Fonda­men­ta­lisme et laïcité


On a joué avec le feu à monter les uns contre les autres. Aujourd’­hui, quand on parle de reli­gion et de laïcité, j’ai peur des fonda­men­ta­listes.

J’ai peur de ces fonda­men­ta­listes qui cherchent à impo­ser leur croyance reli­gieuse et à faire dispa­raitre les autres de l’es­pace public.

J’ai peur de ces fonda­men­ta­listes qui croient que toute croyance diffé­rente est forcé­ment un danger critique pour le pays, la popu­la­tion, pour l’ordre public.

J’ai peur de ces fonda­men­ta­listes qui vont jusqu’à vouloir inter­dire les croyances qui ne sont pas les leurs, inter­dire d’en parler en public, inter­dire d’en porter tout symbole.

J’ai très peur d’eux, et de leur vision extré­miste de la laïcité. Ils prônent un « don’t show, don’t tell » qui rappelle un peu trop un ancien « don’t ask, don’t tell ». Ils ne sont fina­le­ment pas diffé­rents des autres fonda­men­ta­listes qu’ils disent combattre.


Parce qu’il semble qu’il faille le rappe­ler : Inter­dire l’ex­pres­sion de sa reli­gion en public n’est pas plus légi­time ou accep­table qu’in­ter­dire l’ex­pres­sion de ses croyances poli­tiques, de ses croyances écolo­giques, de ses croyances musi­cales, ou d’une quel­conque autre croyance. Si vous pensez que la reli­gion est dange­reuse et diffé­rente en elle-même, c’est en soi une croyance, votre croyance.

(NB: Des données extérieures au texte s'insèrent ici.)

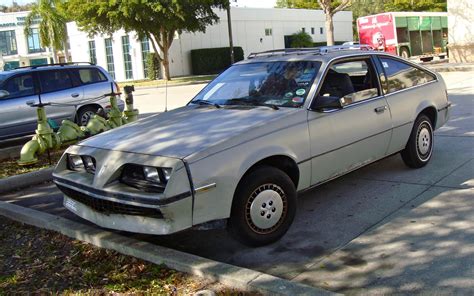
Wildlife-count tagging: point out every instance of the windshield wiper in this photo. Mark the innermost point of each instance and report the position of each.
(245, 101)
(204, 102)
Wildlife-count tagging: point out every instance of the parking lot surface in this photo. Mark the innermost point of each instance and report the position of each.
(381, 229)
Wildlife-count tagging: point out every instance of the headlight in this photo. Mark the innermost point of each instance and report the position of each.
(89, 163)
(145, 178)
(74, 162)
(81, 162)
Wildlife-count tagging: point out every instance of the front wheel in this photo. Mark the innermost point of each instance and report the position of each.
(264, 207)
(419, 148)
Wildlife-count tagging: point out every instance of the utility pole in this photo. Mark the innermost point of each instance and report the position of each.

Pensez aussi que prétendre assu­rer la libre croyance tout en impo­sant un code vesti­men­taire en public – car inter­dire certains symboles ou vête­ments, ce n’est pas autre chose – c’est juste­ment ce qui se faisait en Iran et dans quelques autres pays.

À ceux qui veulent s’en­ga­ger tout de même sur ce terrain, pensez que cela viole­rait très clai­re­ment la Conven­tion euro­péenne des droits de l’Homme. Je vous invite donc à soupe­ser très longue­ment l’op­por­tu­nité d’al­ler remettre en cause ce texte si fonda­men­tal, où chaque modi­fi­ca­tion devra être pensée avec mille précau­tions et discu­tée avec 1500 groupes aux avis diver­gents, pas tous avec les mêmes croyances que vous. Le moins amusant c’est qu’on risque même d’en sortir avec une version plus reli­gieuse qu’a­vant, si on en croit la volonté de rappe­ler des racines reli­gieuses dans les textes fonda­men­taux euro­péens.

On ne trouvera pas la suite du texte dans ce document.